There are no other controls to speak of on the camcorder itself. The remainder of the TG7VE’s features must be accessed via the 2.7in touchscreen LCD. The interface has been redesigned compared to previous Sony camcorders, and uses a simple scrolling list divided into categories. There are ‘fast forward’-style double-arrow onscreen buttons for skipping categories, and single-arrow buttons to scroll through the options in each category.
However, despite the new interface, the same healthy selection of manual controls is available. You can use the touchscreen to indicate a point within the frame to stand as a reference for focusing, exposure, or both put together. You can also configure focus and exposure using onscreen sliders, but there is no way of accessing iris or shutter settings directly.
The TG7VE offers Sony’s Smooth Slow Record, too. This buffers footage at a high frame rate and lower resolution, then records it to memory at the usual 25 frames/sec at Full HD. The result is slow-motion video that is clear and smooth, albeit not quite as high quality as the regular Full HD footage.
There are 10 scene modes to choose from, with most of the usual suspects in evidence such as portrait, twilight, beach and landscape, but curiously no sports option. So if you want to capture fast motion without blur then you’re out of luck.
The much-vaunted GPS system lets you tag photos and videos with their location. You can then browse them by location, or via the built-in map. However, it’s a bit of a gimmick. Although location tagging for photos is now well established, the same cannot be said for video.
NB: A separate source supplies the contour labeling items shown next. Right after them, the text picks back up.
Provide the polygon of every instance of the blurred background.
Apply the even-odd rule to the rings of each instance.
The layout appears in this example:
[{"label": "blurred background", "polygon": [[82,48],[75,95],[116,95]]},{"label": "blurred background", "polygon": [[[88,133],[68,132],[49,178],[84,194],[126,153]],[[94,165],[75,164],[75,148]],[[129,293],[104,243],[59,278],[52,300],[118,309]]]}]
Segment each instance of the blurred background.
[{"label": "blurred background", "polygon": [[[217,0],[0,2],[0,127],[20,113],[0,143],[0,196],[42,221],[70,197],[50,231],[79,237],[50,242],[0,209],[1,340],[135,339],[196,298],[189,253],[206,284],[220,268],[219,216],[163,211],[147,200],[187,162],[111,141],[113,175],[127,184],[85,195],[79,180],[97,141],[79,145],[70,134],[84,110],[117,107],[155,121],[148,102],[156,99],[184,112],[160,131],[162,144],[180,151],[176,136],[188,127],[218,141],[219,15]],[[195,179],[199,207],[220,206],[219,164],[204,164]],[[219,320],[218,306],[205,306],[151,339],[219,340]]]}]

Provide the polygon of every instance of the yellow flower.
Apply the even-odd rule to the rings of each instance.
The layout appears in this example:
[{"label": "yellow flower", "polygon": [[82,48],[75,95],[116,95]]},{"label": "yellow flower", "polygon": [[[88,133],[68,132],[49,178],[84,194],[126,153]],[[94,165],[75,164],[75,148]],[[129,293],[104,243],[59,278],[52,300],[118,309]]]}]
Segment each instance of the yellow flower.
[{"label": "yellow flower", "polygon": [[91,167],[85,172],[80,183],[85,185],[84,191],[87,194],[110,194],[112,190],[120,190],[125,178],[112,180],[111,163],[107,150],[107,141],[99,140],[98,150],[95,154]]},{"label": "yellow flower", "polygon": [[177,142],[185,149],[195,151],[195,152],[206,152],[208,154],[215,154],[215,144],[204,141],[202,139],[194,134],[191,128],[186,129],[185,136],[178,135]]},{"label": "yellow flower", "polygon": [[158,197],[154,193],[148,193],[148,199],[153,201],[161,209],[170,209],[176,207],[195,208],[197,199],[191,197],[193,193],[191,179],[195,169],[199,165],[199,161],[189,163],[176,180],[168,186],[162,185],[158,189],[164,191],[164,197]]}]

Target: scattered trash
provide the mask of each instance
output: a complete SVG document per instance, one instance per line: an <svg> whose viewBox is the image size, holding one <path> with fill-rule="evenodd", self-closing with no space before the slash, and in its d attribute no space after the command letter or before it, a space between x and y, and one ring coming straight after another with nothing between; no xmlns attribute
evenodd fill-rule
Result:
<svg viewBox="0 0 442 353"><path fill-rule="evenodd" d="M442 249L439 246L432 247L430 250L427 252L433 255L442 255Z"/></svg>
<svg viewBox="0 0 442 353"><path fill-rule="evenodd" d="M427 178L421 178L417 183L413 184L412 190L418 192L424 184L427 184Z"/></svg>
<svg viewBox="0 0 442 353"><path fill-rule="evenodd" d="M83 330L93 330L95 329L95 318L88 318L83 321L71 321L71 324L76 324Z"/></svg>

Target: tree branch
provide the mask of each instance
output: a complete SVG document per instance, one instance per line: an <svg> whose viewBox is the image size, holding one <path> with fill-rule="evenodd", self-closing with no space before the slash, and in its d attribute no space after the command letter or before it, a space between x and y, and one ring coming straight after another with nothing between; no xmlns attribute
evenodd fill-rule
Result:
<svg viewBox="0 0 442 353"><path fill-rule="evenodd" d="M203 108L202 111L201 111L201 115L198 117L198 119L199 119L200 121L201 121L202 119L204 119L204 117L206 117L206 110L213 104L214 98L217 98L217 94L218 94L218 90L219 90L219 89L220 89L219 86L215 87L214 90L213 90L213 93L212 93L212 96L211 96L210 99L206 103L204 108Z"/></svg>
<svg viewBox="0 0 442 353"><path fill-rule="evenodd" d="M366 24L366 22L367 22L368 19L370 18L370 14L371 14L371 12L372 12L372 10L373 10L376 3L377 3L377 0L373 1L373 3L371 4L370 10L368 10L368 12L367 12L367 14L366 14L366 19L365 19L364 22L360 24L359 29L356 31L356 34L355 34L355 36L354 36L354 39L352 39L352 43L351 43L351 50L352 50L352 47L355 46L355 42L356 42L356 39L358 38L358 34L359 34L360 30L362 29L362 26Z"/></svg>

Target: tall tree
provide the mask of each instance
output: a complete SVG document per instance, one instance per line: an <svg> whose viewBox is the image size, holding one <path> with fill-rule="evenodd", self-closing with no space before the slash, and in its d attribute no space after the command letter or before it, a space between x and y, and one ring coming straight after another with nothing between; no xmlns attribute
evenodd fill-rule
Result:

With its identical optics to the TG3, the TG7VE provides virtually the same image quality. But that’s no bad thing as the previous model punched well above its size in this area. The picture is colourful and packed with detail when the lighting is good. There is a slight lack of sharpness compared to the very best Full HD camcorders currently available, but nothing too intrusive. Image stabilisation is of the electronic variety, but Sony’s version is relatively effective, albeit not on par with the optical systems found in higher-end consumer camcorders.